Organisasi hak asasi manusia meminta Zoom untuk memperlambat rencananya untuk memperkenalkan AI penganalisis emosi ke dalam perangkat lunak konferensi videonya. Perusahaan dilaporkan mengatakan akan menggunakan AI untuk mengevaluasi sentimen atau tingkat keterlibatan pengguna.
"Para ahli mengakui bahwa analisis emosi tidak berhasil," tulis konsorsium kelompok hak asasi manusia, termasuk ACLU, dalam sebuah surat kepada Zoom. "Ekspresi wajah sering kali terputus dari emosi di bawahnya, dan penelitian telah menemukan bahwa bahkan manusia tidak dapat secara akurat membaca atau mengukur emosi orang lain dalam beberapa waktu.
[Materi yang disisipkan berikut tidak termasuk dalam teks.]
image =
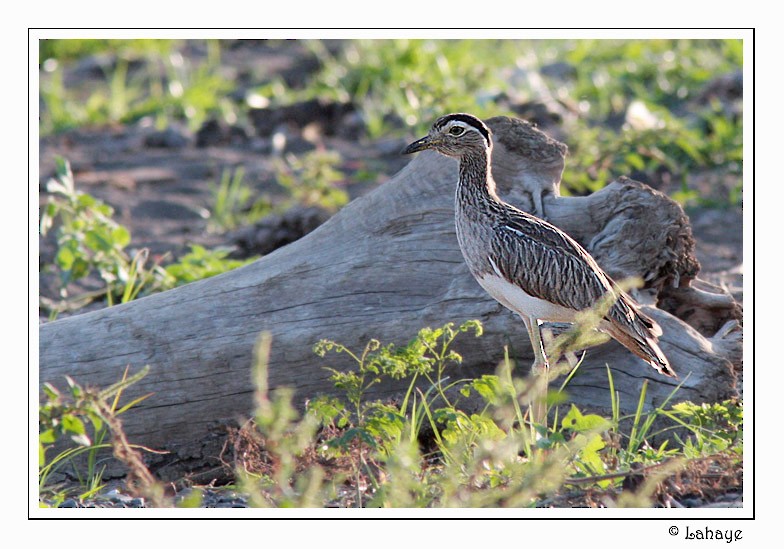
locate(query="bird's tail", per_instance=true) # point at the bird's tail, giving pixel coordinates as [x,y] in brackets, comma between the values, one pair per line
[640,336]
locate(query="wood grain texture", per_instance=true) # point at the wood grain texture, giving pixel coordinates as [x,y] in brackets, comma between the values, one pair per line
[383,267]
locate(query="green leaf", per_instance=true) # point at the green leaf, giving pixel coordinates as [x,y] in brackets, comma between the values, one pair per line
[72,424]
[121,236]
[65,258]
[47,437]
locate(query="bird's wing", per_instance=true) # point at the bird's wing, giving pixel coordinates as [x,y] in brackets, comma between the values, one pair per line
[546,263]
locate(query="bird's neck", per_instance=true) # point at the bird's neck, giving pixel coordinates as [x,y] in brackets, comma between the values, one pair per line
[475,182]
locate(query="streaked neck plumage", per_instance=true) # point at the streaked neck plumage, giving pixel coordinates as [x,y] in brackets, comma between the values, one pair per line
[475,183]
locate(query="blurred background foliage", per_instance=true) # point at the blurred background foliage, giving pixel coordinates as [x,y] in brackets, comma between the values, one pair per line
[656,110]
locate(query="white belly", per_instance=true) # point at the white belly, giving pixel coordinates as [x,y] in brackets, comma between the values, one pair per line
[514,298]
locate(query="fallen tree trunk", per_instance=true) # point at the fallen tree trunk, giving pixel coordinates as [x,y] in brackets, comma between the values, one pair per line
[383,267]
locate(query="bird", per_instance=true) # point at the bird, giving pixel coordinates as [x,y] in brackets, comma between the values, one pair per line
[539,160]
[525,263]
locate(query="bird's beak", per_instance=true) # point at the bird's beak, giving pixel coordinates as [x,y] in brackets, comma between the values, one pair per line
[418,145]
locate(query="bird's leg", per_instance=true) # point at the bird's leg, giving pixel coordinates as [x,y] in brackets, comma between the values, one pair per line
[540,370]
[536,196]
[541,363]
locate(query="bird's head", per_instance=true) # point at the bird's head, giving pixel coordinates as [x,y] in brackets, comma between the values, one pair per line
[454,135]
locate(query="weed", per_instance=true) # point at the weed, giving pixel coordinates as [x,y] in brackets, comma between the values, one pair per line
[68,415]
[232,206]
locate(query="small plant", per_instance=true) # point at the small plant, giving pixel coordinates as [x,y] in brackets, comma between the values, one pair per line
[201,263]
[90,419]
[276,479]
[232,202]
[311,179]
[89,241]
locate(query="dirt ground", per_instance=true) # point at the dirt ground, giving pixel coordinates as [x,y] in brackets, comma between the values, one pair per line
[159,182]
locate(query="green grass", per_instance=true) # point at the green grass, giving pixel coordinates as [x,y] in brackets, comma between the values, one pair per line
[424,450]
[420,450]
[400,86]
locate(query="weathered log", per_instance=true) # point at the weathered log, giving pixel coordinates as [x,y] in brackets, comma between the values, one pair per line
[383,267]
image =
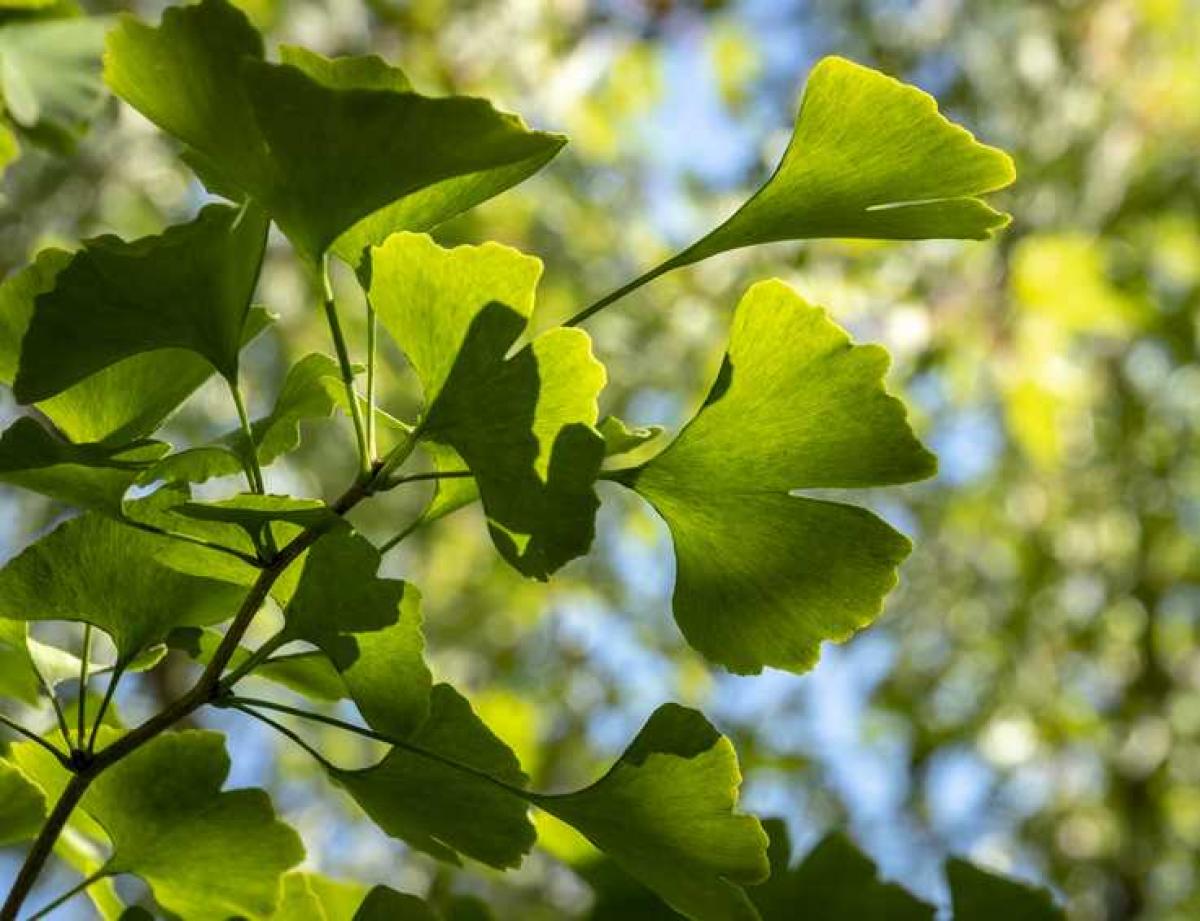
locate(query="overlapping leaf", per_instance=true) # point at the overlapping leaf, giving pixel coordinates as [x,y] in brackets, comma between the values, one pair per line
[765,577]
[977,895]
[312,390]
[869,157]
[835,880]
[523,425]
[120,403]
[187,288]
[22,805]
[339,154]
[205,853]
[95,570]
[665,812]
[439,792]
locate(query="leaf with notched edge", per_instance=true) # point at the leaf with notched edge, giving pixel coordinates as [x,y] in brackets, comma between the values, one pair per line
[765,577]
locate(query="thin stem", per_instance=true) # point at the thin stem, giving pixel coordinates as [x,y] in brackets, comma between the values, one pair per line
[43,844]
[84,662]
[198,541]
[35,738]
[203,692]
[64,730]
[114,679]
[255,660]
[372,344]
[69,895]
[243,703]
[343,362]
[613,296]
[250,451]
[294,736]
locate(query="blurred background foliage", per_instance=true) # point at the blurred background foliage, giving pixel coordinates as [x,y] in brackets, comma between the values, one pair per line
[1031,696]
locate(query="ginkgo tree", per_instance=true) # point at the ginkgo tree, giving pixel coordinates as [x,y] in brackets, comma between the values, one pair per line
[351,163]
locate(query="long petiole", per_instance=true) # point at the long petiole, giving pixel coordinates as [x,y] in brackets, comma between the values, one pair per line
[84,662]
[35,738]
[343,363]
[67,896]
[613,296]
[294,736]
[198,541]
[114,679]
[245,703]
[249,451]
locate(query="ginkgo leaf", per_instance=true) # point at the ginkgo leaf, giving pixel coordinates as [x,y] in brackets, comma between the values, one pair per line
[387,904]
[619,438]
[49,73]
[22,805]
[312,390]
[367,626]
[869,157]
[186,288]
[204,852]
[522,425]
[835,880]
[665,812]
[765,577]
[87,476]
[99,571]
[977,895]
[324,146]
[441,808]
[120,403]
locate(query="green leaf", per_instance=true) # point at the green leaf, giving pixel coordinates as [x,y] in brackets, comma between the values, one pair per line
[87,476]
[312,897]
[765,577]
[665,813]
[834,882]
[205,853]
[99,571]
[186,288]
[441,808]
[388,904]
[869,157]
[22,805]
[123,402]
[619,438]
[312,390]
[977,895]
[49,72]
[334,150]
[523,425]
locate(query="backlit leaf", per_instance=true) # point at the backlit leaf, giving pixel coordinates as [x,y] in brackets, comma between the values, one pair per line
[443,810]
[835,880]
[334,150]
[22,805]
[977,895]
[186,288]
[95,570]
[665,812]
[869,157]
[522,425]
[87,476]
[765,577]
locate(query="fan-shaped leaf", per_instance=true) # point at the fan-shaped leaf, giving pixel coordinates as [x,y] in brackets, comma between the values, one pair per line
[763,577]
[102,572]
[186,288]
[523,425]
[665,813]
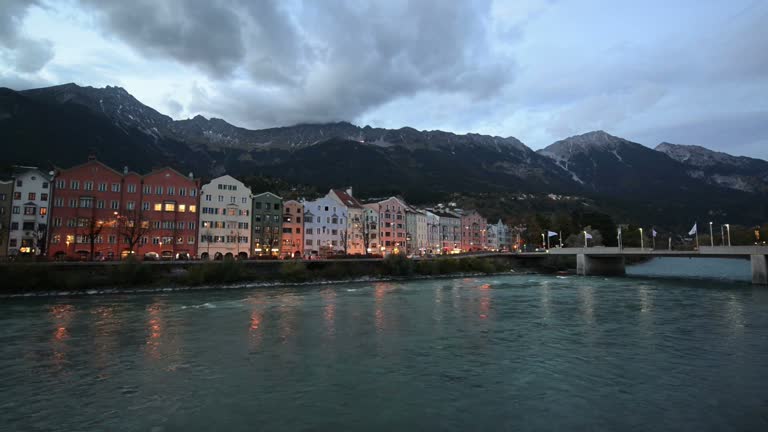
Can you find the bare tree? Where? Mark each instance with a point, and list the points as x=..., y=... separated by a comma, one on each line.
x=132, y=227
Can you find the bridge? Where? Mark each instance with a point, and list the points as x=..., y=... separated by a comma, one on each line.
x=609, y=261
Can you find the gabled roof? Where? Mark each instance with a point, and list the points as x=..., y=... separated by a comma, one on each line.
x=345, y=198
x=268, y=193
x=89, y=162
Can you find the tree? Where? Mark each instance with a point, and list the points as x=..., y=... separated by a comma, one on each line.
x=344, y=235
x=90, y=228
x=132, y=227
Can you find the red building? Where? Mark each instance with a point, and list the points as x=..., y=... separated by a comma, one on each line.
x=473, y=232
x=105, y=214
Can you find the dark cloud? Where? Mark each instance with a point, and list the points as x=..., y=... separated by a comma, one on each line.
x=345, y=58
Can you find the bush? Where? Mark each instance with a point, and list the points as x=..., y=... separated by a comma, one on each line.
x=217, y=272
x=132, y=272
x=397, y=265
x=294, y=272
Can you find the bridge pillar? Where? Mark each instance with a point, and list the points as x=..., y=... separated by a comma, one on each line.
x=759, y=269
x=590, y=265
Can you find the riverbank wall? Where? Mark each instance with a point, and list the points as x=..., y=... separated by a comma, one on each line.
x=78, y=277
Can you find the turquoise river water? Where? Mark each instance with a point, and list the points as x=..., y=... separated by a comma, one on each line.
x=517, y=352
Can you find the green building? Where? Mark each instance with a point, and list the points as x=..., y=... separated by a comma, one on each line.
x=267, y=223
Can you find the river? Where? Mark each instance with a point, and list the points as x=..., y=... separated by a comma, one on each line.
x=518, y=352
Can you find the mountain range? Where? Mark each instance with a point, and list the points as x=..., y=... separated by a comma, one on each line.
x=62, y=125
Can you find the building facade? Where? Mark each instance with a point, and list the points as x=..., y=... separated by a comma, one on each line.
x=325, y=221
x=6, y=198
x=371, y=228
x=473, y=232
x=225, y=219
x=28, y=229
x=86, y=203
x=159, y=215
x=292, y=245
x=354, y=241
x=433, y=232
x=392, y=225
x=450, y=231
x=416, y=229
x=267, y=224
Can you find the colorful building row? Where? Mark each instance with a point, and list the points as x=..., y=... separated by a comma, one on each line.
x=92, y=211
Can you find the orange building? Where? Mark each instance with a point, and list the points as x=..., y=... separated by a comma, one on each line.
x=292, y=245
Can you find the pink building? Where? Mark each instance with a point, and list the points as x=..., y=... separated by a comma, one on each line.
x=474, y=233
x=392, y=230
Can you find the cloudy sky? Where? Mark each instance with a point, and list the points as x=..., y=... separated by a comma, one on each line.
x=683, y=71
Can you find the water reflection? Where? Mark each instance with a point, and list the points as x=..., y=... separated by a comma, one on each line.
x=329, y=311
x=61, y=317
x=105, y=328
x=256, y=322
x=485, y=300
x=587, y=303
x=155, y=328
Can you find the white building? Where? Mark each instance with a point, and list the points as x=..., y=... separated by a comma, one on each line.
x=325, y=225
x=371, y=228
x=225, y=218
x=29, y=211
x=355, y=242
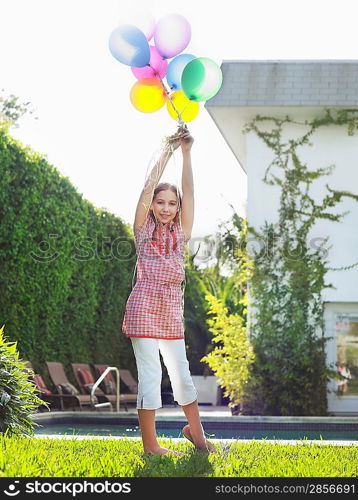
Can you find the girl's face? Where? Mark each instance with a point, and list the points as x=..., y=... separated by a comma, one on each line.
x=165, y=206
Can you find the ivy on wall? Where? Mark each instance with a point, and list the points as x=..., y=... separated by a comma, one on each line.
x=289, y=375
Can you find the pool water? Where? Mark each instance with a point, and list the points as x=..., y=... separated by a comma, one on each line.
x=131, y=430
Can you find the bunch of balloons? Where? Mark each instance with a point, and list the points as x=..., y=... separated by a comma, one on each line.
x=190, y=79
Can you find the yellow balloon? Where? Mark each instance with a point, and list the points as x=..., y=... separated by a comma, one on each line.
x=188, y=109
x=148, y=95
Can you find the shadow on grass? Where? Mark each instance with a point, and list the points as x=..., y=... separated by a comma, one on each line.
x=192, y=464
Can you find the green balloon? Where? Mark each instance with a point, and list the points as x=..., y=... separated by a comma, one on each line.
x=201, y=79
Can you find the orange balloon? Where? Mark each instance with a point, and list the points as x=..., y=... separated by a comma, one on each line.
x=148, y=95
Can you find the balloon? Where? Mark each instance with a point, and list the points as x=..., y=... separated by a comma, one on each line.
x=201, y=79
x=148, y=95
x=129, y=46
x=142, y=19
x=175, y=70
x=188, y=109
x=157, y=64
x=171, y=35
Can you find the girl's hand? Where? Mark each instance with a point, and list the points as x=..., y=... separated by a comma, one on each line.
x=182, y=138
x=186, y=140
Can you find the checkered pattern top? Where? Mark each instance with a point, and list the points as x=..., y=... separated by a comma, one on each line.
x=155, y=305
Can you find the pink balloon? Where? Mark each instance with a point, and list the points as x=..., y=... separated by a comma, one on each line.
x=171, y=35
x=158, y=66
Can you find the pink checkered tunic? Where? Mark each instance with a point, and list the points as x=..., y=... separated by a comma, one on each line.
x=155, y=305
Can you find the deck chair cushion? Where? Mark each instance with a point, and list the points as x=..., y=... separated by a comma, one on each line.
x=68, y=388
x=41, y=385
x=109, y=386
x=88, y=388
x=85, y=376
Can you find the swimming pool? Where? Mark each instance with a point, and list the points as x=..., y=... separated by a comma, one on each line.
x=229, y=428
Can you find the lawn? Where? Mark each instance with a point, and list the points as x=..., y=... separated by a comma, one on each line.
x=43, y=457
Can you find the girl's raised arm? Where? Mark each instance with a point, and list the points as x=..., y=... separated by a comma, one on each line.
x=146, y=195
x=187, y=215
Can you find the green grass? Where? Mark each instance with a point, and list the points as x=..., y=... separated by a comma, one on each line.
x=42, y=457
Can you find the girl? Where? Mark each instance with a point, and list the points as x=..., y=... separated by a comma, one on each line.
x=154, y=311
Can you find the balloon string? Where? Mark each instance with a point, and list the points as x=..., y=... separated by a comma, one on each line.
x=168, y=96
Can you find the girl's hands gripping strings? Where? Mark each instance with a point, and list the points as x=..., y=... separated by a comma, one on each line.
x=182, y=138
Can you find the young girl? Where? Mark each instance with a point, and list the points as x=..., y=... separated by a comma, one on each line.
x=154, y=311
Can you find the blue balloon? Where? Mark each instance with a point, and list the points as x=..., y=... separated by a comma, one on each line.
x=175, y=70
x=130, y=46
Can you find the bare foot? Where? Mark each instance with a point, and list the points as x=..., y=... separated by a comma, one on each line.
x=202, y=446
x=163, y=451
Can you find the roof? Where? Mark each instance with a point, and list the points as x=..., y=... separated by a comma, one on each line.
x=288, y=83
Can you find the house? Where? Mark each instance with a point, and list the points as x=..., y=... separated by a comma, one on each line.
x=302, y=89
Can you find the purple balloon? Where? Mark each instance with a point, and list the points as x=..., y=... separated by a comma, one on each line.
x=158, y=66
x=171, y=35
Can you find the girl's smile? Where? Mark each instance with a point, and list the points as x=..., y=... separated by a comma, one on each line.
x=165, y=205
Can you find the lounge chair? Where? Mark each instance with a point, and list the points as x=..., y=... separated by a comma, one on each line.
x=109, y=385
x=59, y=378
x=86, y=380
x=44, y=391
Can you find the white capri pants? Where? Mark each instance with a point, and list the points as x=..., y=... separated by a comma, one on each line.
x=146, y=351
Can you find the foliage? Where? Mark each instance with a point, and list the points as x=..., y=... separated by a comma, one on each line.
x=66, y=266
x=11, y=109
x=289, y=375
x=17, y=393
x=230, y=360
x=232, y=354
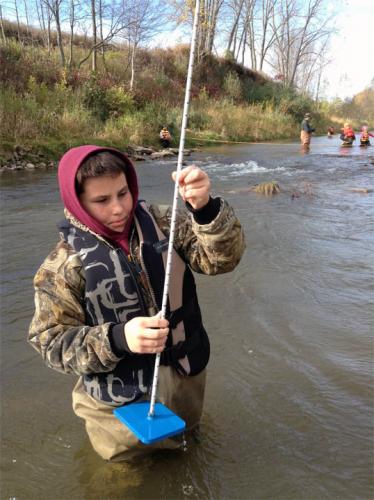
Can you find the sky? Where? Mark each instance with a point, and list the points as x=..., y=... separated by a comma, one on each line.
x=352, y=50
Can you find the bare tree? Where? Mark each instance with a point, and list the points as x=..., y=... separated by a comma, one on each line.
x=2, y=24
x=298, y=34
x=143, y=19
x=44, y=17
x=55, y=8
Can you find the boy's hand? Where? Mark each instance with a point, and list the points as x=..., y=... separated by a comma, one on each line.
x=194, y=186
x=146, y=335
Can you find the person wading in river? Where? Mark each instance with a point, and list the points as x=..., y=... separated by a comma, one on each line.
x=306, y=131
x=98, y=294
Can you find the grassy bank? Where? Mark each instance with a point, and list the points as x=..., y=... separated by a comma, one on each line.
x=50, y=108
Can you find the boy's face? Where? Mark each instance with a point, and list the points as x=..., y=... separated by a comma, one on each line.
x=108, y=200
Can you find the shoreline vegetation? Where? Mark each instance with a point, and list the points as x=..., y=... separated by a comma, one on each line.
x=47, y=108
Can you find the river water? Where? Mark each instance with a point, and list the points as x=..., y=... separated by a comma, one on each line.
x=289, y=400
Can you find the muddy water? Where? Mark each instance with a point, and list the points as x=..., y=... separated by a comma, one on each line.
x=289, y=401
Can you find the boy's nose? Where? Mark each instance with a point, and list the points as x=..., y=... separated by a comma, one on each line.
x=117, y=207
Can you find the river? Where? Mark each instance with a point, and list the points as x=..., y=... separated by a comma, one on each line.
x=289, y=400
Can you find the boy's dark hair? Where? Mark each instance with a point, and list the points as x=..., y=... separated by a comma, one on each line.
x=96, y=165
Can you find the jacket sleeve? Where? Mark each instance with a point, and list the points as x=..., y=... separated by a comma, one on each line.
x=58, y=330
x=212, y=248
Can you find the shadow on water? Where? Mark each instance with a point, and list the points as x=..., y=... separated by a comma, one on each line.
x=289, y=400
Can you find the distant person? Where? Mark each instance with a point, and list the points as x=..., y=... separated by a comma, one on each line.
x=165, y=137
x=306, y=131
x=365, y=136
x=347, y=135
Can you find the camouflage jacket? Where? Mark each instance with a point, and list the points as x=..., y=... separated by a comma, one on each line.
x=58, y=330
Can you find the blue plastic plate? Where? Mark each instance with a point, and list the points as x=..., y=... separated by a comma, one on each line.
x=162, y=425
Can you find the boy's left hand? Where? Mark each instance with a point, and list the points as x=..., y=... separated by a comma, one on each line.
x=194, y=186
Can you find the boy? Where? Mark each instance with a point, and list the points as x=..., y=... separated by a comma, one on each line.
x=97, y=295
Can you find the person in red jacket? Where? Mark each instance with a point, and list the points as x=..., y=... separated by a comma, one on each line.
x=347, y=135
x=365, y=136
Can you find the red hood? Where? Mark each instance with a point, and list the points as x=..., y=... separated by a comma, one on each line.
x=67, y=170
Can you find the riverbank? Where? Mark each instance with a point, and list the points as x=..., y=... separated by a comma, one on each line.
x=26, y=158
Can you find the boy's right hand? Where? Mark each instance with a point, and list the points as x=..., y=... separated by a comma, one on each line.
x=146, y=335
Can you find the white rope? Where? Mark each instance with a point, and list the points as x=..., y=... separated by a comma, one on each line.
x=175, y=200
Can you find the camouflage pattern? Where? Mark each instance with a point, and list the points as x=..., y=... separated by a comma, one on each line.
x=58, y=330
Mengembangkan alat ini menambah kepercayaan pada pseudosains dan mempertaruhkan reputasi Anda."
Zoom tidak segera menanggapi permintaan komentar dari Lifewire.
Menjaga Emosi Anda
Menurut artikel Protokol, sistem pemantauan Zoom yang disebut Q for Sales akan memeriksa rasio waktu bicara pengguna, jeda waktu respons, dan perubahan speaker yang sering dilakukan untuk melacak seberapa aktif orang tersebut. Zoom akan menggunakan data ini untuk menetapkan skor antara nol dan 100, dengan skor yang lebih tinggi menunjukkan keterlibatan atau sentimen yang lebih tinggi.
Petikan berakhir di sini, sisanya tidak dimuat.